In the first test case, there are 13
suitable numbers: 3,7,11,15,23,27,31,43,47,63,87,91,95.

Each of them can be represented as a sum of 3 zebra-like numbers

Questions rated 2400 are tough, and it would be imposing if these models could solve them on the first try. Let's test the algorithmic knowledge of these models.

Response from OpenAI o3

After thinking for over ~15 minutes or something, all I got was this:

I’m sorry – I couldn’t find a viable complete solution that satisfies the limits in the time available

It is quite shocking that O3, the best among all three models, could not solve this problem. But I can see a good side to this response. Instead of returning some jargon code, at least it was clear.

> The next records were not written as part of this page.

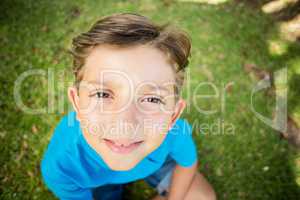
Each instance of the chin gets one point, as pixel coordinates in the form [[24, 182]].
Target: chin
[[121, 166]]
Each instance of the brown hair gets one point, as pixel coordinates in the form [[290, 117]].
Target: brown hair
[[127, 29]]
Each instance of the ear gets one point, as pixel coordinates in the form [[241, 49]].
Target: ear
[[179, 108], [74, 100]]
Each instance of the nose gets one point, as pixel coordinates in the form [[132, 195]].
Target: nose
[[129, 114]]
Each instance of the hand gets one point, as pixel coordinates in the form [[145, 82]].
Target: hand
[[158, 197]]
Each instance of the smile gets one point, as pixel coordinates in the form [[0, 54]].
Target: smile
[[121, 148]]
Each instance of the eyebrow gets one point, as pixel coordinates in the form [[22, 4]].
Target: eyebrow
[[148, 86]]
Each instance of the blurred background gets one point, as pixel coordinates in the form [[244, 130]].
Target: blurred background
[[236, 44]]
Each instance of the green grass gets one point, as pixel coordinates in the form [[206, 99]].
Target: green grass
[[252, 163]]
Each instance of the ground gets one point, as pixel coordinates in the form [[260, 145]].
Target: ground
[[234, 45]]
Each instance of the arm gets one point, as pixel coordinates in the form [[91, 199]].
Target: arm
[[181, 180]]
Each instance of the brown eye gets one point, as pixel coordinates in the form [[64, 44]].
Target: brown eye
[[102, 94], [154, 100]]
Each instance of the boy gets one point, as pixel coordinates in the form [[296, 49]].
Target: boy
[[126, 102]]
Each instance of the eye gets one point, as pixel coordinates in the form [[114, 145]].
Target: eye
[[101, 94], [153, 100]]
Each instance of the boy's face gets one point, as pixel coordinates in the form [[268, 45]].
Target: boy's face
[[126, 102]]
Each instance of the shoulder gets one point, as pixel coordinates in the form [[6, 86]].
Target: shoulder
[[181, 127], [63, 136]]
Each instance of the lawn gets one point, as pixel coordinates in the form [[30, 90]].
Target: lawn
[[241, 156]]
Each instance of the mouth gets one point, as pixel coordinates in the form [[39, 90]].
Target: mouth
[[121, 148]]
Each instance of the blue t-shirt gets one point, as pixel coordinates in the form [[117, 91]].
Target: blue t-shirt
[[71, 167]]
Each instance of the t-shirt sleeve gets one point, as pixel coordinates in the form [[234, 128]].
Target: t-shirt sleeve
[[53, 175], [183, 149], [65, 189]]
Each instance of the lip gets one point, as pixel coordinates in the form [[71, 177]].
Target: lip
[[121, 148]]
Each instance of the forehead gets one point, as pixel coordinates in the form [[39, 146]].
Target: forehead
[[139, 65]]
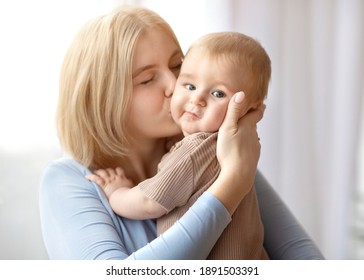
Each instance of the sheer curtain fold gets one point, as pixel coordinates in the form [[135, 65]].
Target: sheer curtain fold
[[310, 130], [311, 126]]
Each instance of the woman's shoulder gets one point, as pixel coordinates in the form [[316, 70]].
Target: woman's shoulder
[[66, 175], [65, 164]]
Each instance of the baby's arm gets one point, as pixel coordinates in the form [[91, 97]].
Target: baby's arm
[[125, 199]]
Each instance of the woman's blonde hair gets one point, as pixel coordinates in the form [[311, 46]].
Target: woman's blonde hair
[[96, 85], [250, 58]]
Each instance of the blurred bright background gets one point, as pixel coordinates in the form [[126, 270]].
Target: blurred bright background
[[312, 133]]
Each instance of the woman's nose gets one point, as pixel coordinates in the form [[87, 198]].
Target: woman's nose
[[170, 84], [198, 98]]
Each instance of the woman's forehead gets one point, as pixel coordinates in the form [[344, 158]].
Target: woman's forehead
[[155, 46]]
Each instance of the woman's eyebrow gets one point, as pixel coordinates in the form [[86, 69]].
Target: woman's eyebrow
[[142, 69]]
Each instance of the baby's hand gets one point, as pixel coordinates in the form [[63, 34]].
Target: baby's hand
[[110, 179]]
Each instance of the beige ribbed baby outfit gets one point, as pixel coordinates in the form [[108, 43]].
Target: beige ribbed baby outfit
[[183, 175]]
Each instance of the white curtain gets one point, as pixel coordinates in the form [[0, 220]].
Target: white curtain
[[310, 131]]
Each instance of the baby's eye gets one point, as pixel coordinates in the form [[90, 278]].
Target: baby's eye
[[190, 87], [218, 94]]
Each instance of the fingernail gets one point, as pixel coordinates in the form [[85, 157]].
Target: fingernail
[[239, 97]]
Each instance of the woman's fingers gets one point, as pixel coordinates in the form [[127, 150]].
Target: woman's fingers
[[238, 106]]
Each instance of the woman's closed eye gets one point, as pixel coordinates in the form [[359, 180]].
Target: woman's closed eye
[[146, 80], [218, 94], [190, 87]]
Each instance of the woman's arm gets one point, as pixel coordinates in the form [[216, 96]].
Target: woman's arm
[[78, 222], [238, 151]]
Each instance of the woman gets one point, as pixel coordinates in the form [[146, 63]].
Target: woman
[[115, 88]]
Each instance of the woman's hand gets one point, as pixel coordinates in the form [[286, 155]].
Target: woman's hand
[[238, 151]]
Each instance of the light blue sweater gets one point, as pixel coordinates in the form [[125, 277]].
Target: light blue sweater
[[78, 223]]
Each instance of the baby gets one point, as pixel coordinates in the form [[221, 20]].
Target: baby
[[215, 67]]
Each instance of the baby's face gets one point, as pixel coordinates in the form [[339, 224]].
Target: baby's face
[[202, 93]]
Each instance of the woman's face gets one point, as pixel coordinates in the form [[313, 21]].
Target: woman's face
[[156, 64]]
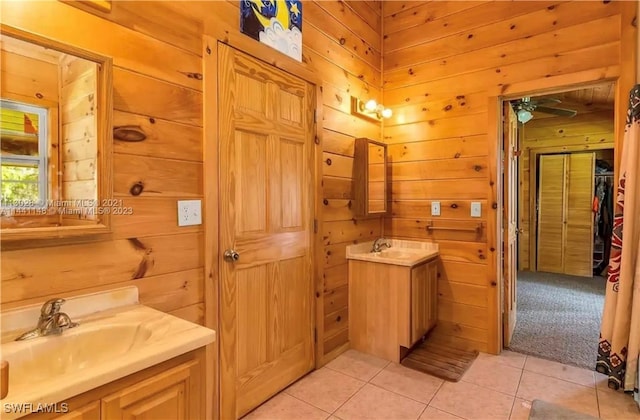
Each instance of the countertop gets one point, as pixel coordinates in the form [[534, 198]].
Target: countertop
[[402, 252], [54, 368]]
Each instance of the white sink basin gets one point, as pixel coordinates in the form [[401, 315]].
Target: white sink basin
[[401, 252], [104, 347], [76, 349]]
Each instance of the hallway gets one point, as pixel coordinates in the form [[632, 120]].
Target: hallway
[[558, 317]]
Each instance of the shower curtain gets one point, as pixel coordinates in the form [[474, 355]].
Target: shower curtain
[[618, 350]]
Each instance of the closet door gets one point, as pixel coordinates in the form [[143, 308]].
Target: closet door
[[578, 244], [565, 219], [551, 199]]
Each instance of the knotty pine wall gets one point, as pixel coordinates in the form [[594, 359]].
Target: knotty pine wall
[[443, 60], [157, 53], [586, 131]]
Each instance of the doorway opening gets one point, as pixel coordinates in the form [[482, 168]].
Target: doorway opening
[[558, 189]]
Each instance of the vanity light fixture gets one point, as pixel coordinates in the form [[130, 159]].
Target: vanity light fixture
[[370, 109], [524, 115]]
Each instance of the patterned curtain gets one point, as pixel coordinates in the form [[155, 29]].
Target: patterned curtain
[[620, 332]]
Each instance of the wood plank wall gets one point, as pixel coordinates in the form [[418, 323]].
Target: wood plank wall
[[147, 249], [553, 135], [443, 60], [156, 87]]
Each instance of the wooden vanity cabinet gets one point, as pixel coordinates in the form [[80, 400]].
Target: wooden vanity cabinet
[[170, 390], [391, 306], [424, 299]]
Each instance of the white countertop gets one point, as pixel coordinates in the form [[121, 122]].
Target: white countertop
[[105, 346], [402, 252]]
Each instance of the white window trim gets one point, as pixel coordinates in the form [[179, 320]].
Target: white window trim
[[43, 148]]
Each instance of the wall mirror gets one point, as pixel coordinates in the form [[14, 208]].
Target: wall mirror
[[55, 125], [370, 177]]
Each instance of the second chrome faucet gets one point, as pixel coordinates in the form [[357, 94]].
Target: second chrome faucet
[[51, 321], [379, 243]]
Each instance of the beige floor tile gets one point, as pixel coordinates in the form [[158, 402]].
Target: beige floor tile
[[558, 370], [494, 374], [471, 401], [286, 407], [602, 381], [507, 357], [521, 409], [616, 405], [372, 402], [325, 388], [567, 394], [358, 365], [408, 382], [432, 413]]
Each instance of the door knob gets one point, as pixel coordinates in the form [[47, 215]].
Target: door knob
[[231, 255]]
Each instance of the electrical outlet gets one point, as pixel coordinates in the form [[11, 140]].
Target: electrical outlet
[[189, 212], [476, 209], [435, 208]]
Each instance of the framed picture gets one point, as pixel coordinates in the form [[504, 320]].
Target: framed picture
[[276, 23]]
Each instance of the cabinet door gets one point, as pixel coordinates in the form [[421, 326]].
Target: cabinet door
[[90, 411], [424, 297], [432, 280], [165, 396]]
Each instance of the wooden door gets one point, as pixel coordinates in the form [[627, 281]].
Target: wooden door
[[565, 218], [551, 199], [165, 396], [578, 241], [510, 224], [266, 204]]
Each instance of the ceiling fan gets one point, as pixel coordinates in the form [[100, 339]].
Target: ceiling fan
[[525, 106]]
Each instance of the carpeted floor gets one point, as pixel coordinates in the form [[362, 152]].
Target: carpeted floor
[[558, 317]]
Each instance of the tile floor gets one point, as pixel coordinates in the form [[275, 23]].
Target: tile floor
[[359, 386]]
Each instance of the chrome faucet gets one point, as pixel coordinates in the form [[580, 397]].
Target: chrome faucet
[[51, 321], [379, 243]]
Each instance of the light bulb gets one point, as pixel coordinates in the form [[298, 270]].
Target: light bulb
[[370, 105], [524, 116]]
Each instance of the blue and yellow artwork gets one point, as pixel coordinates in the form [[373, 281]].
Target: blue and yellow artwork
[[277, 23]]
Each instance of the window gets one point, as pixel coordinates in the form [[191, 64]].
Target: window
[[24, 144]]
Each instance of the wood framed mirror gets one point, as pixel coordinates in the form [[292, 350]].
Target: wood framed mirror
[[55, 138], [370, 178]]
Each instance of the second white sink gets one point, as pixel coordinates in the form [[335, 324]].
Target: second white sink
[[401, 252]]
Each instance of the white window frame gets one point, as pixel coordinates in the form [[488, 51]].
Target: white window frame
[[43, 147]]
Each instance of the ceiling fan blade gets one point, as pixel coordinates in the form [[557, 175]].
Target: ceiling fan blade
[[562, 112], [542, 101]]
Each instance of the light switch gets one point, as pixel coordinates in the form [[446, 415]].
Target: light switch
[[189, 212], [435, 208], [476, 209]]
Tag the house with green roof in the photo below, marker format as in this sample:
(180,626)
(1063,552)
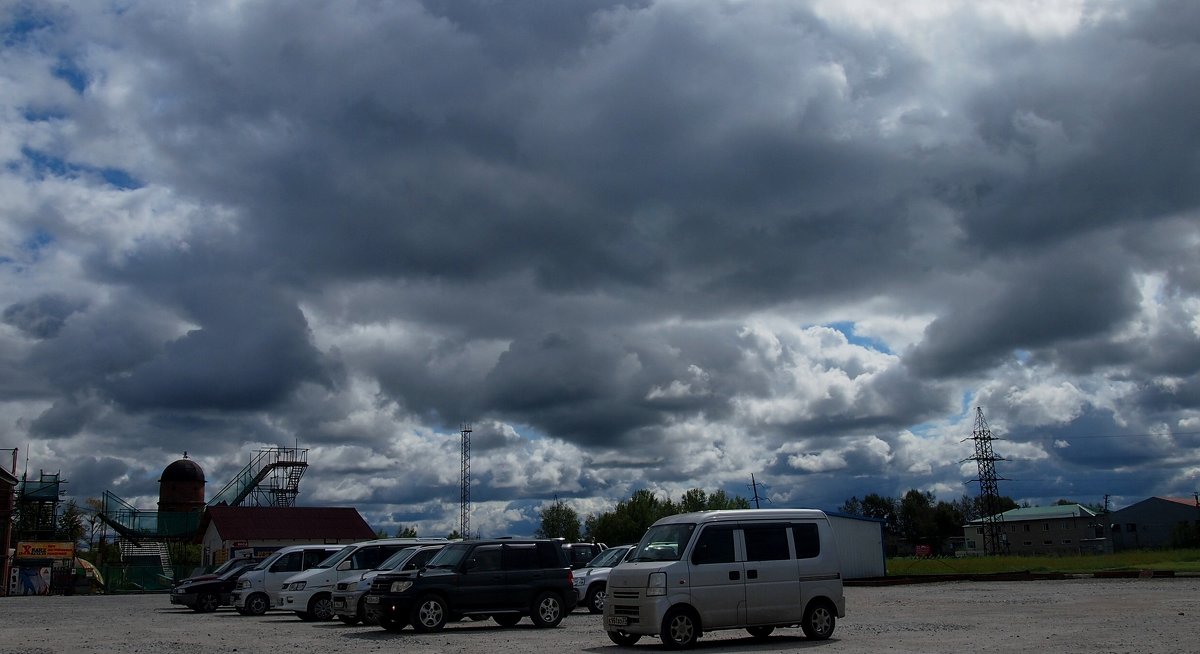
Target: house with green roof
(1059,529)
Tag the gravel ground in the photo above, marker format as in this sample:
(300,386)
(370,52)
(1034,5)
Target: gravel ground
(1137,616)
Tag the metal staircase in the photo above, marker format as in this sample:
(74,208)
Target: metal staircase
(271,479)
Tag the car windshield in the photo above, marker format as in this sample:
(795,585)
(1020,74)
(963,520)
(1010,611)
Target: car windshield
(336,557)
(397,559)
(449,557)
(664,543)
(609,558)
(267,563)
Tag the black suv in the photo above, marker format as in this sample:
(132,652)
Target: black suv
(504,580)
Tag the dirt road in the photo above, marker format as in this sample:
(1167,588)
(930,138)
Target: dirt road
(1045,617)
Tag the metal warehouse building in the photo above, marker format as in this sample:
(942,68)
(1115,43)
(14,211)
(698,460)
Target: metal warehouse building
(859,545)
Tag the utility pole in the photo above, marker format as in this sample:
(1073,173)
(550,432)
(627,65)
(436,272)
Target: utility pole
(754,487)
(465,492)
(989,491)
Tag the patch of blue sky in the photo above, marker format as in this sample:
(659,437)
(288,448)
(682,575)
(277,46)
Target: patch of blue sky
(22,23)
(46,165)
(70,72)
(37,241)
(42,115)
(847,329)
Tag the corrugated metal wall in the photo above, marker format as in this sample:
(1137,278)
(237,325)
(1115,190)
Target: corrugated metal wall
(859,546)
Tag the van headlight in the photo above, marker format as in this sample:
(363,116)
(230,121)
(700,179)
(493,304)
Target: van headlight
(657,585)
(401,586)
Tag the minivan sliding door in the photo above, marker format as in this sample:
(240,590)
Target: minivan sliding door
(773,593)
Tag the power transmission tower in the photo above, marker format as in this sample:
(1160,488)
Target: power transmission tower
(754,487)
(465,493)
(989,492)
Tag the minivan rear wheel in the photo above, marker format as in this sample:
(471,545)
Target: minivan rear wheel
(546,611)
(819,621)
(429,615)
(681,629)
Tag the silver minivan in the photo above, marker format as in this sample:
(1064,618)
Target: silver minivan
(756,569)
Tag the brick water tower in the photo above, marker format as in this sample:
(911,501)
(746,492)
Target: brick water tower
(181,487)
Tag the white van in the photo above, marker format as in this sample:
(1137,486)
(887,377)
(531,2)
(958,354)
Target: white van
(250,598)
(745,569)
(310,593)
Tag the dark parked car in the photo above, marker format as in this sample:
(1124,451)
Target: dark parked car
(504,580)
(580,553)
(205,595)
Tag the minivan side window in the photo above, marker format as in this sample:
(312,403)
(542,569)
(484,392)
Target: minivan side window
(288,563)
(520,557)
(312,557)
(714,545)
(808,540)
(766,541)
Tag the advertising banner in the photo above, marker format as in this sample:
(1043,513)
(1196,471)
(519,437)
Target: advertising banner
(45,550)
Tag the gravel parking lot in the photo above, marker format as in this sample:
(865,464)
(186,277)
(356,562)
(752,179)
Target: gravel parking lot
(1135,616)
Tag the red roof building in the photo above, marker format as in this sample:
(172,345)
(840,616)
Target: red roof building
(258,531)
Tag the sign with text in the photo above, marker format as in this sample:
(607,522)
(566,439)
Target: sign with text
(45,550)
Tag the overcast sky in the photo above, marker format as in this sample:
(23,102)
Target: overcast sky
(636,245)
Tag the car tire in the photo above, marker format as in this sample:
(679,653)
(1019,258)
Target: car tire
(624,639)
(393,624)
(547,610)
(681,629)
(429,615)
(507,619)
(257,605)
(595,598)
(321,607)
(207,603)
(819,621)
(760,633)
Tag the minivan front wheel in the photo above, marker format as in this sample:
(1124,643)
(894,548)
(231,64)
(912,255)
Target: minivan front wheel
(547,610)
(429,615)
(681,629)
(819,621)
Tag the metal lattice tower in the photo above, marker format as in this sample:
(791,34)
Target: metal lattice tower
(989,491)
(465,493)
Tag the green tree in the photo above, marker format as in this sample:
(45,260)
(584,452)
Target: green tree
(559,521)
(70,526)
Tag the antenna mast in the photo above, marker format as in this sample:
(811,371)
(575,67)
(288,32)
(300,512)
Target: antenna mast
(465,492)
(989,491)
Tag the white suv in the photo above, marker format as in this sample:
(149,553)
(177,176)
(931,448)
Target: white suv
(250,598)
(592,580)
(310,593)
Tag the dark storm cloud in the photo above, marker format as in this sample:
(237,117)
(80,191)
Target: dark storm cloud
(42,317)
(613,228)
(1042,303)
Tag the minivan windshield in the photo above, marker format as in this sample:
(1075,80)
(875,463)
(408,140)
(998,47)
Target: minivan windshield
(336,557)
(397,559)
(664,543)
(267,563)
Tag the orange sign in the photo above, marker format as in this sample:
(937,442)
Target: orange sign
(45,550)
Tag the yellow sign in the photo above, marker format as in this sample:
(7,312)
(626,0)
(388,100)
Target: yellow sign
(45,550)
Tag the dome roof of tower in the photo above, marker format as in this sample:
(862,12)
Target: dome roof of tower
(185,469)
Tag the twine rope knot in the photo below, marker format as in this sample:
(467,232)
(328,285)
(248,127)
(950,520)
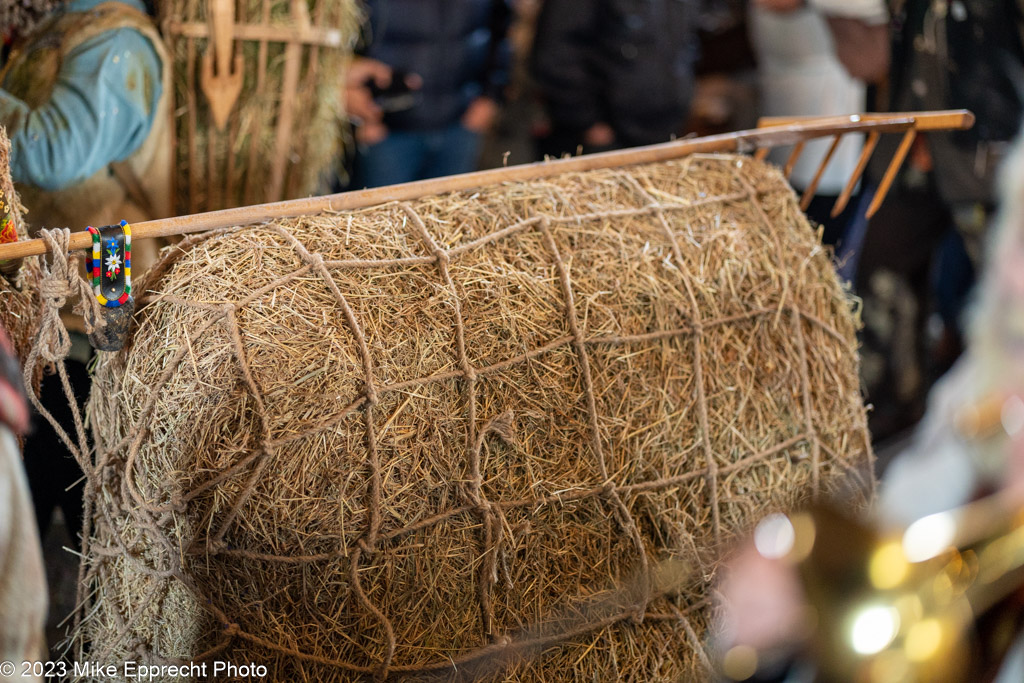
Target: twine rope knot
(60,282)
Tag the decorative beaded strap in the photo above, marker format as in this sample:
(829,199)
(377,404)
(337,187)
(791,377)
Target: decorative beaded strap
(8,230)
(112,263)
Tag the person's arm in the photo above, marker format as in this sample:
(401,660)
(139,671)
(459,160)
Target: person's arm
(100,111)
(561,62)
(860,30)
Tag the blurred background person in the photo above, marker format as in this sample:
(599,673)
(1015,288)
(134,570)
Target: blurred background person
(922,251)
(428,85)
(614,73)
(815,58)
(956,456)
(83,100)
(23,583)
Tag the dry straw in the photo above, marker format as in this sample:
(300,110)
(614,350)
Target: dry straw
(288,113)
(18,302)
(463,435)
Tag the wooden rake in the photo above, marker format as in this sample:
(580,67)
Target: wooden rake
(771,133)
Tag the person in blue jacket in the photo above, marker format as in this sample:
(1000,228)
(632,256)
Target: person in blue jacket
(83,99)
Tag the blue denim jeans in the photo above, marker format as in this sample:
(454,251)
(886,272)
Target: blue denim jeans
(407,156)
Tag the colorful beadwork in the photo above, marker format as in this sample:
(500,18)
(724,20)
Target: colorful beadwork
(8,230)
(108,261)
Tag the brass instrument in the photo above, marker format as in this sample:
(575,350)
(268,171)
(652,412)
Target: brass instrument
(935,601)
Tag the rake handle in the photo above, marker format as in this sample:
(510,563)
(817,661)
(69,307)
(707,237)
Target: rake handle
(787,131)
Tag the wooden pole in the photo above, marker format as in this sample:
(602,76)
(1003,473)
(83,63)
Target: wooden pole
(743,141)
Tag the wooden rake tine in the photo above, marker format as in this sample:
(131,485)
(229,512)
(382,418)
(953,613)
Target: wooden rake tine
(805,202)
(894,166)
(865,155)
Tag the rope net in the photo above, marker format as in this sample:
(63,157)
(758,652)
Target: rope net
(500,434)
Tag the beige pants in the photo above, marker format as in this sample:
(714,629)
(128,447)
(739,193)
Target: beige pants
(23,582)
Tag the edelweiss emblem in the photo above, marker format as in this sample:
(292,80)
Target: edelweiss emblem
(113,261)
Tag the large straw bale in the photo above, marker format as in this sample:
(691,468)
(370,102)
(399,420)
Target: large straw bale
(511,426)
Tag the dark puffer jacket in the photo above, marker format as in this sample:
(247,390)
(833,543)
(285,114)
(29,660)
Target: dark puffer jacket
(625,62)
(458,46)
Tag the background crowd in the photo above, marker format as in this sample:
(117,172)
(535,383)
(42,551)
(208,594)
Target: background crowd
(446,87)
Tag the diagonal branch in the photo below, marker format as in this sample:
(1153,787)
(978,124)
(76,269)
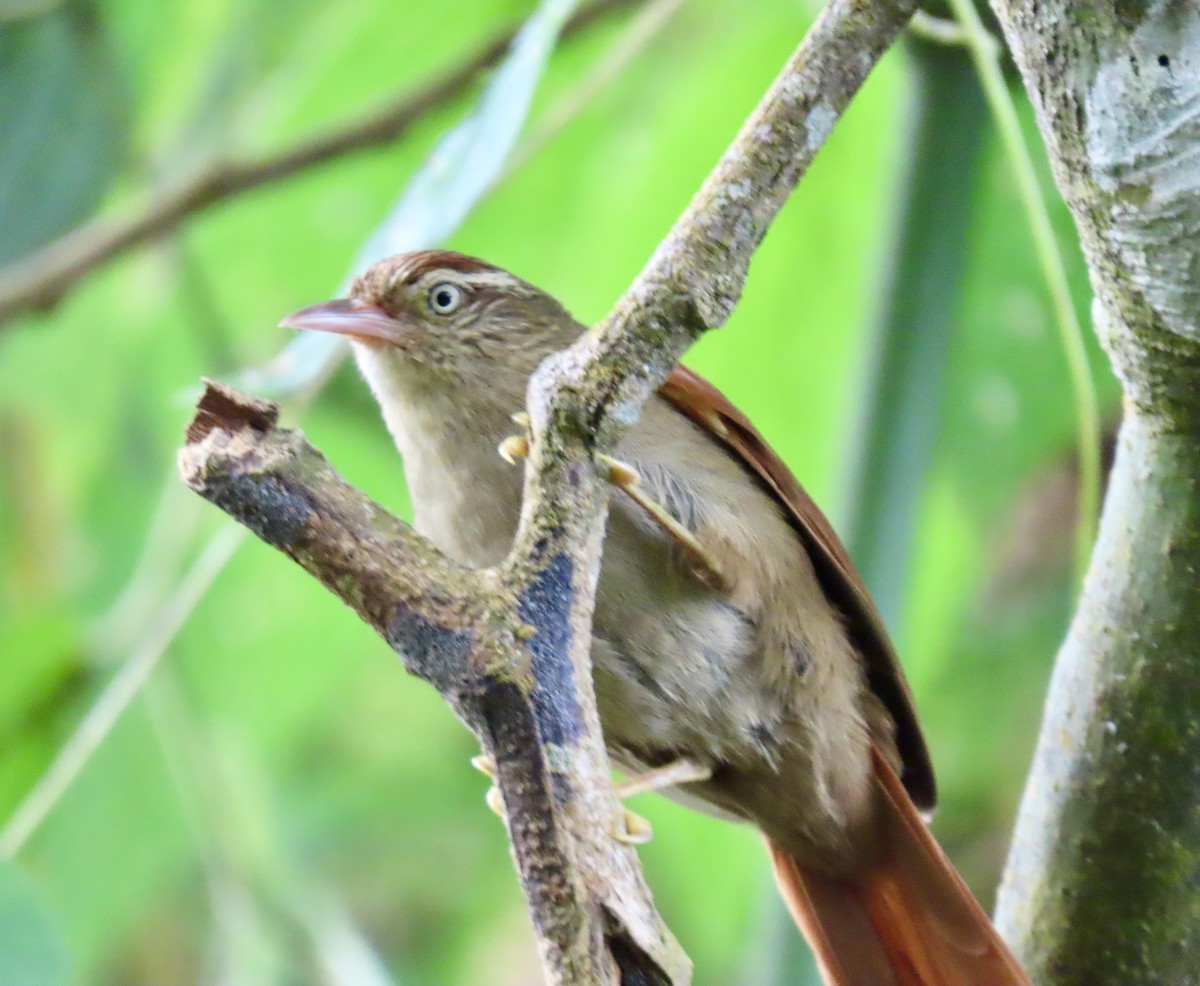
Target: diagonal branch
(509,648)
(41,281)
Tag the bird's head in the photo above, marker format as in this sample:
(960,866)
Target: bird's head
(439,319)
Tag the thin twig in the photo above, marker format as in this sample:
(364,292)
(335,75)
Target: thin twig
(985,53)
(42,280)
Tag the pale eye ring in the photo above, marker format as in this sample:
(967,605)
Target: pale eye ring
(444,298)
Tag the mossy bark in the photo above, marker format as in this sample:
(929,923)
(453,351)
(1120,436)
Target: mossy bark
(1103,882)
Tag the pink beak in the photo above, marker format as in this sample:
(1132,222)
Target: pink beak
(348,317)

But it’s embarrassing considering a model of this potential failing to solve the problem completely.

Response from Gemini 2.5

You can find the code it generated here: Link

This was a surprise. The model thought for over 6 minutes.

But sadly, it couldn’t be corrected in some of the test cases.

Check out the blog below if you’d like to see how Gemini 2.5 performed in previous comparisons. 👇

Gemini 2.5 vs. Claude 3.7 Sonnet: Coding comparison

Response from OpenAI o4-Mini

You can find the code it generated here: Link

Conclusion

Based on these observations, here’s my final verdict:

For Vibe Coding, I still don’t find any of these models completely capable of building a project, but if I have to compare OpenAI o3, o4-Mini, and Gemini 2.5, Gemini 2.5 seems to be the winner. It seems to understand and iterate on its code better than the other two.
When testing for a real-world use case, Gemini 2.5 is again the clear winner, and I can’t compare o3 and o4-mini here as they generated code somewhat similar to the same sort of issues.
This was a surprise, but for one Competitive Programming question test, o4-Mini got this question correct, o3 couldn’t generate the code, and Gemini 2.5 failed on some test cases.

That said, there’s still no specific model you can prefer in all situations. It’s up to you to decide which model you’d like based on your use case.